An experimental investigation of heat transfer and pressure drop in the transition region for a horizontal tube with different inlets and uniform wall heat flu

Scope and method of study. The purpose of this study was to experimentally investigate the effect of inlet configuration on the heat transfer and non-isothermal pressure drop transition regions. Systematic experiments of heat transfer and pressure drop measurements were conducted to develop an accurate and broad forced and mixed convection heat transfer and pressure drop database for a wide range of Reynolds, Prandtl and Grashof numbers in the entrance and fully developed regions of an electrically heated horizontal circular tube. The experimental data was then used to study the influence of inlet configuration and buoyancy on the laminar, transition, and turbulent regions. After all these effects had been investigated, heat transfer and skin friction coefficient correlations for engineering purposes were developed.;Findings and conclusions. Inlet configuration was found to play an important role in heat transfer and pressure drop transition region. The Reynolds number for the start and end of transition were different for different inlet configurations. The existence of mixed convection was also proven to be inlet configuration dependent.

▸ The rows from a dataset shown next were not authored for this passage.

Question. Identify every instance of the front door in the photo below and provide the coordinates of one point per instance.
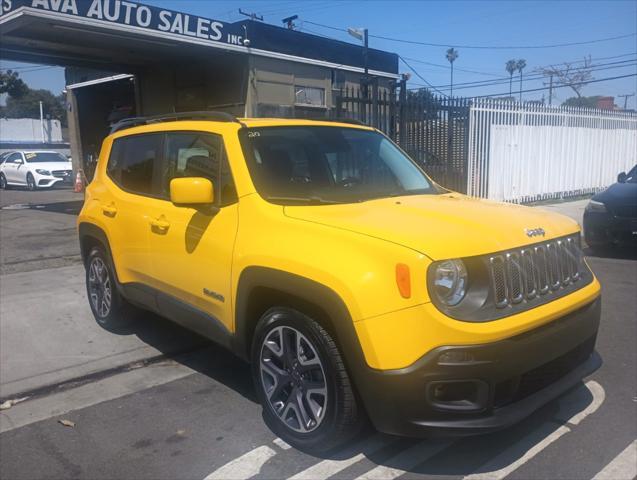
(191, 248)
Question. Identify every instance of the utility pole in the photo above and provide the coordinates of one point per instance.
(42, 120)
(626, 96)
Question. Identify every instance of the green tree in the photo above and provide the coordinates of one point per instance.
(511, 66)
(12, 84)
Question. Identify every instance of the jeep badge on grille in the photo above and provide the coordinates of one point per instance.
(534, 232)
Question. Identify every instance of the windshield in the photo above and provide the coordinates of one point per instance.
(42, 157)
(311, 164)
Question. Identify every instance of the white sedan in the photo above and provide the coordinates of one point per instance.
(35, 169)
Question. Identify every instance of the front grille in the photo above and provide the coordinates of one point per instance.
(517, 388)
(625, 211)
(537, 270)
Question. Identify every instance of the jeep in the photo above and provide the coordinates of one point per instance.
(358, 288)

A flow regime map based on the experimental data was developed to predict the existence of free convection and the correct flow region at a certain condition. The flow regime map is unique in the sense that it is the first attempt at developing such a map for the case of a horizontal tube with uniform wall heat flux. Effect of buoyancy due to different heating rates on non-isothermal pressure drop was proven to play a significant role in the laminar and transition regions. Empirical correlations for heat transfer in the laminar, transition, and turbulent flow regions and for non-isothermal pressure drop in the laminar and transition regions were developed for the reentrant, square-edged, and bell-mouth inlets. All these correlations predicted the experimental data well.